Ludwika była pod wrażeniem opowiadań Karola. „Czy to możliwe, żeby to wszystko było prawdą? – zastanawiała się. – Jeśli to tak znakomity ród, czy jego rodzina mnie zaakceptuje?”
Kolejne zaproszenie przyszło tym razem od rodziny Ludwiki, a mianowicie od jej ciotki Józefy z Langów Ziembińskiej.
– Ziembiński – zastanawiał się Karol. – Chyba słyszałem to nazwisko. Czy nie w sferach urzędniczych?
– Adam Ziembiński był radcą stanu w Królestwie Polskim. Pieczętował się herbem Sas. A druga siostra mojej mamy Anna wyszła za mąż za Józefa Kuczkowskiego, sędziego Sądu Apelacyjnego i Poprawczego.
Zdjęcie Anny z Langów Kuczkowskiej przekazane przez kuzynkę Beatę Jaroszyńską
– W rodzinie Kuczkowskich często powtarzano czterowiersz, który dobrze zapamiętałam jako dziecko: „Karolina Kuczkowska, kasztelanka krakowska, kazała kowalowi kare konie kuć”. Nigdy nie zastanawiałam się nad znaczeniem tych słów, ale ta rymowanka zawsze mi się podobała – powiedziała Ludwika ze śmiechem.
– Widać Kuczkowscy mieli kasztelanię krakowską – powiedział Karol. – A może powiesz mi coś więcej na temat twoich przodków Langów. To jest niemieckie nazwisko?
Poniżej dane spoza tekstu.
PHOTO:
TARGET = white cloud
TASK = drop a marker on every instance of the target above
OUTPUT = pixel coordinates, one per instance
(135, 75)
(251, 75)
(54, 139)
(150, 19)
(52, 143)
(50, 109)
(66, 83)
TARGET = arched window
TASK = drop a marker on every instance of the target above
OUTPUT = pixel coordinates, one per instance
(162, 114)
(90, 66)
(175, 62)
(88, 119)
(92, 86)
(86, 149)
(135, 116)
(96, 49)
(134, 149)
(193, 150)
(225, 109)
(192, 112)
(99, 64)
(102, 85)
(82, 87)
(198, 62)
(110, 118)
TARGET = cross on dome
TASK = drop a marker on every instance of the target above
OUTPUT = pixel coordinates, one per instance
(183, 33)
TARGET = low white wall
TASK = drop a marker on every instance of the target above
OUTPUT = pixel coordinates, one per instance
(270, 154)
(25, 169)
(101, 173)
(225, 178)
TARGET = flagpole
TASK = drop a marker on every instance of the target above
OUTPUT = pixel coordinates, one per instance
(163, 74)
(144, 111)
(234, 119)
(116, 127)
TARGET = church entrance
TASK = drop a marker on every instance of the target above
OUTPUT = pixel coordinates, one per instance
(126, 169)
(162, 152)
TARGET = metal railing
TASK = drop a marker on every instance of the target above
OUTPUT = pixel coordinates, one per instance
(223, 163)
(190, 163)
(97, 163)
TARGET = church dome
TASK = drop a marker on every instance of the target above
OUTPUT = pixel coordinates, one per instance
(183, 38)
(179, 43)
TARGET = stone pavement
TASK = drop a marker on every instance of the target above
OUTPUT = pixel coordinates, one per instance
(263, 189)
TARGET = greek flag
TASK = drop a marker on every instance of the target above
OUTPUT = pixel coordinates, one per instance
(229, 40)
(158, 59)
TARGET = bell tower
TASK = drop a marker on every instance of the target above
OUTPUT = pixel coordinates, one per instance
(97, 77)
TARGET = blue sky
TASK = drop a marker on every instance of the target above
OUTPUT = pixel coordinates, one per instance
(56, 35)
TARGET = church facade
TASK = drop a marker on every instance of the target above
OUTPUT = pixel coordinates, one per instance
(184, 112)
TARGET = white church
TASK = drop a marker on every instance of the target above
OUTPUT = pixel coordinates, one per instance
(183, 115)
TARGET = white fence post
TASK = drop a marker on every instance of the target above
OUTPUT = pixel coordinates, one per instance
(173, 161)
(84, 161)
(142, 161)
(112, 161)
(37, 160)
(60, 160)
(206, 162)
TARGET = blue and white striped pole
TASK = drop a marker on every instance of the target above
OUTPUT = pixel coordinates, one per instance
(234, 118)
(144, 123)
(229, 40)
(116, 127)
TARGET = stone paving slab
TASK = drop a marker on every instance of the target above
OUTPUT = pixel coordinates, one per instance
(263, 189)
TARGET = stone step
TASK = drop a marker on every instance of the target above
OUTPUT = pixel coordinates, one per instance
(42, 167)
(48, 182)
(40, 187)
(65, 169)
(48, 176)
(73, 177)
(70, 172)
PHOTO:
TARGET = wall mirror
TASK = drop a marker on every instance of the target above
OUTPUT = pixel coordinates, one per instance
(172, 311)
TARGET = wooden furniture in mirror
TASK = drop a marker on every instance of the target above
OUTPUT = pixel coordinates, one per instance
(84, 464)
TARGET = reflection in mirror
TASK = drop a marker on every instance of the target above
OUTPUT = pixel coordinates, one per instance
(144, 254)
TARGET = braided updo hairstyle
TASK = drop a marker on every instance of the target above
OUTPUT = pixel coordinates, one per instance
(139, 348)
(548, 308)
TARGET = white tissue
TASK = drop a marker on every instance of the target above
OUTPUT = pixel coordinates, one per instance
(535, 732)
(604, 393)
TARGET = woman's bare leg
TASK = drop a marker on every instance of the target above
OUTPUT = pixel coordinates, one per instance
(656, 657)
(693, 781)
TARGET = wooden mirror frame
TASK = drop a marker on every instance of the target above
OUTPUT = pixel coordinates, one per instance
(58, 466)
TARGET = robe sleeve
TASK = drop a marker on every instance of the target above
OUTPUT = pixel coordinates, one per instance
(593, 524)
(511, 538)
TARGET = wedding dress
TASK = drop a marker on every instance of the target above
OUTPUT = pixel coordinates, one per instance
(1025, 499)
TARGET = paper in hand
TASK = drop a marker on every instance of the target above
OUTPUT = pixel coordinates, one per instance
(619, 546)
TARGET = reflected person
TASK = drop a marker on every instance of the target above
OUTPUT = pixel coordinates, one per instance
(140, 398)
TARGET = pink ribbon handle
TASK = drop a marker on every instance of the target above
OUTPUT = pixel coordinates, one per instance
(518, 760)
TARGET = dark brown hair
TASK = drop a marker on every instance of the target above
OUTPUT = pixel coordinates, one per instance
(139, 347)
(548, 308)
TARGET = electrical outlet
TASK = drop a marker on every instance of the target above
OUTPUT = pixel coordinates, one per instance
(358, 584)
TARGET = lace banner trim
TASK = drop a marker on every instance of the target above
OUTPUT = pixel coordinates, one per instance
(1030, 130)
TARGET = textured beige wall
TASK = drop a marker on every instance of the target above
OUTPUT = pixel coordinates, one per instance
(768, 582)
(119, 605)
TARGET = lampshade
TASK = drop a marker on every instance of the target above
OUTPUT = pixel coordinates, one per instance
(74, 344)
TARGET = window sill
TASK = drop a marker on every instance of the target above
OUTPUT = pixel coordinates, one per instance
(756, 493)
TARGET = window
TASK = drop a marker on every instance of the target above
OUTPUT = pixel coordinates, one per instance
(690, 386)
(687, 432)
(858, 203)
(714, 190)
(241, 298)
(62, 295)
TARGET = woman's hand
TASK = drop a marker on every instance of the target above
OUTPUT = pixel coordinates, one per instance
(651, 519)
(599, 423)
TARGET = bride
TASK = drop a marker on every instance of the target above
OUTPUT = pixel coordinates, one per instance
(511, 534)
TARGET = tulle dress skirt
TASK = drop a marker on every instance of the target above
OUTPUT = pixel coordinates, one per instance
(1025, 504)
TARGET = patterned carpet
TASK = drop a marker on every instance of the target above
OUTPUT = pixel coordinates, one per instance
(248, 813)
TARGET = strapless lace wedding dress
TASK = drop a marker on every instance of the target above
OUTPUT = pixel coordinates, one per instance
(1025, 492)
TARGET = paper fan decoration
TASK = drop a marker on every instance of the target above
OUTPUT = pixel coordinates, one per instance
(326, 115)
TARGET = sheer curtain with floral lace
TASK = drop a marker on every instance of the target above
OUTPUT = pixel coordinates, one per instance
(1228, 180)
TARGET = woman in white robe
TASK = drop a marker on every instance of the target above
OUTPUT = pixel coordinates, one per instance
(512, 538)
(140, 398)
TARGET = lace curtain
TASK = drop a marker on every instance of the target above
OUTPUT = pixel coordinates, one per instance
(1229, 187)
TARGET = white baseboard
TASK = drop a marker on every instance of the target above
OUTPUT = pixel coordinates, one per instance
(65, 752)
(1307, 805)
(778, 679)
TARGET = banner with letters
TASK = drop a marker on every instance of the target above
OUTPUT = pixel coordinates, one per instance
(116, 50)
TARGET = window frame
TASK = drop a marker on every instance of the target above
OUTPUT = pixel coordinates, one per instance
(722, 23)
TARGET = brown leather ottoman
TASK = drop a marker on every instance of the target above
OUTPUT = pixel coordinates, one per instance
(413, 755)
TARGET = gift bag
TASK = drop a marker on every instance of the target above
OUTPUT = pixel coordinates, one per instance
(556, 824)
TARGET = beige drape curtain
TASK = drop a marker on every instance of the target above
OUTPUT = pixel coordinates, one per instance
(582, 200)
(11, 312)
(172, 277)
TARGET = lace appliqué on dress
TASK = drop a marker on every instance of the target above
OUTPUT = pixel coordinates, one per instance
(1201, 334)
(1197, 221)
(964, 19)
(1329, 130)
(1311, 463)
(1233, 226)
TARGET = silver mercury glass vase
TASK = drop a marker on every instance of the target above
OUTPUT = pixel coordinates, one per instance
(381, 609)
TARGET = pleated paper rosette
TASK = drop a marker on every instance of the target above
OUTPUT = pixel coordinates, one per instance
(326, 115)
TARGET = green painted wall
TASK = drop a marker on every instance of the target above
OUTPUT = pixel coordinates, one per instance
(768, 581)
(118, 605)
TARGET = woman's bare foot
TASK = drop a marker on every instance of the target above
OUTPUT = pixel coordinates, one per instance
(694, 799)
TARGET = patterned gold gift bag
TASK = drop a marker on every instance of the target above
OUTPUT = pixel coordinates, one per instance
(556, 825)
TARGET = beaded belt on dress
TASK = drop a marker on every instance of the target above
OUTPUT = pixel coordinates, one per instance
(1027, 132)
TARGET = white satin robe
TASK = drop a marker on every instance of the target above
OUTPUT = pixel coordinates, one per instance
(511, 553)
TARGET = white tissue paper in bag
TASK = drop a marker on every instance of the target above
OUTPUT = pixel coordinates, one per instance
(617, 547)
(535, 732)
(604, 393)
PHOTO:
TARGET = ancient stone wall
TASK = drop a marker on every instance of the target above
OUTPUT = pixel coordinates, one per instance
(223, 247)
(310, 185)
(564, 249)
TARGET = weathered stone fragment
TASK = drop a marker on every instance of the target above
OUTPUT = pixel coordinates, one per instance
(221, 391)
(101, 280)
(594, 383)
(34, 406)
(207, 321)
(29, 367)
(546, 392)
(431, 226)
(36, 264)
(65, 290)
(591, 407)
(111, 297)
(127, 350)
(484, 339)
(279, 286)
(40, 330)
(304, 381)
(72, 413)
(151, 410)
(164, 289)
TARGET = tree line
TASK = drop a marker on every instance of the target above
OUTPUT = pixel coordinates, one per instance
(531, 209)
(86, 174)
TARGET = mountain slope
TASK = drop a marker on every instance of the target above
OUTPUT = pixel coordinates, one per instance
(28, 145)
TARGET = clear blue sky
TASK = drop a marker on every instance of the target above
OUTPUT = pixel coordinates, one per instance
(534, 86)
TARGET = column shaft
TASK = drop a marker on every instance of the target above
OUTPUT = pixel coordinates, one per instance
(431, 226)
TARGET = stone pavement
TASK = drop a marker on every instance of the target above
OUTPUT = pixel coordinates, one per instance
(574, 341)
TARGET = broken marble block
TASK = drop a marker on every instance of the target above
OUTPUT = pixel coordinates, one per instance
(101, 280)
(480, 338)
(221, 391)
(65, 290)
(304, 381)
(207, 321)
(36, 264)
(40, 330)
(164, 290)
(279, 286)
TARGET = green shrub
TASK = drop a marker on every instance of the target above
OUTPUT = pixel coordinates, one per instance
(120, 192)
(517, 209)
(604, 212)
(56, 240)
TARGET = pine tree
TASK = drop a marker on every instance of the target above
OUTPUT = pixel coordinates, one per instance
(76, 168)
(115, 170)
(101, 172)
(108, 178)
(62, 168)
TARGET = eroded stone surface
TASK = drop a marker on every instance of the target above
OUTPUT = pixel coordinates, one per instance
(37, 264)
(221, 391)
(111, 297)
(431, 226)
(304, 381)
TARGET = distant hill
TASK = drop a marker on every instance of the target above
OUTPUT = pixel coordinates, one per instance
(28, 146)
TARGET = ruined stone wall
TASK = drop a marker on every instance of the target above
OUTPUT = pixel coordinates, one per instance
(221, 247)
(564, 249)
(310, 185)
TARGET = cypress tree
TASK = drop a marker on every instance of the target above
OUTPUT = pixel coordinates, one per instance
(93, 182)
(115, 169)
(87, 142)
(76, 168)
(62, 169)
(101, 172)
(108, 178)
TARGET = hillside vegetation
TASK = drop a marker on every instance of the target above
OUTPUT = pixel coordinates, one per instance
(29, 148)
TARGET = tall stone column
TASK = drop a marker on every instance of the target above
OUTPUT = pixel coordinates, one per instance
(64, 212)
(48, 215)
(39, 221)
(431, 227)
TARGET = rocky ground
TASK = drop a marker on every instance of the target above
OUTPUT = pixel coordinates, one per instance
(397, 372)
– Tak, to byli emigranci niemieccy. Przybyli do Polski w czasach, gdy Rzeczpospolita była imperium rozciągającym się od morza do morza. Przyciągała wielu cudzoziemców. Była atrakcyjnym miejscem do zamieszkania ze względu na swoją kulturę, tolerancję i możliwości wzbogacenia się. Moi przodkowie szybko się zasymilowali. Choć zachowali język i religię przodków, to czuli się Polakami. Mój dziadek Jan Fryderyk Lange, jak większość naszej rodziny, był kupcem. Miał kamienicę na Krakowskim Przedmieściu. Ożenił się z moją babką Karoliną z Wiemanów, też niemieckiego pochodzenia. Ona często zwracała się do dziadka „Friedrich”. Wszyscy mówili jeszcze płynnie po niemiecku.
– Hm, stąd wasze ewangelicko-augsburskie wyznanie – skonstatował Karol. – Wiesz, wielu moich przyjaciół i znajomych też jest protestantami. Część z nich była na weselu. Jutro będziesz miała okazję poznać ich bliżej, gdyż razem kupiliśmy bilety na przedstawienie do Teatru Letniego na Normę. W tym sezonie jest mnóstwo przedstawień teatralnych, zwłaszcza ogródkowych, na które chciałbym cię zabrać. A jutro w Dolinie Szwajcarskiej odbędzie się koncert Orkiestry Berlińskiej. Wiesz, ja nie mam słuchu muzycznego, ale będzie tam liczne grono osób z towarzystwa. Moi rodzice też się tam wybierają. Jeśli zechcesz, to możemy do nich dołączyć.
W Antrakcie
– Jak ci się podoba nowy tenor?
– Oj źle, śpiewa tak cicho, że go nic słyszeć nie można.
– Tak? No to jeśli go nie słychać, to jakże możesz powiedzieć, że źle śpiewa?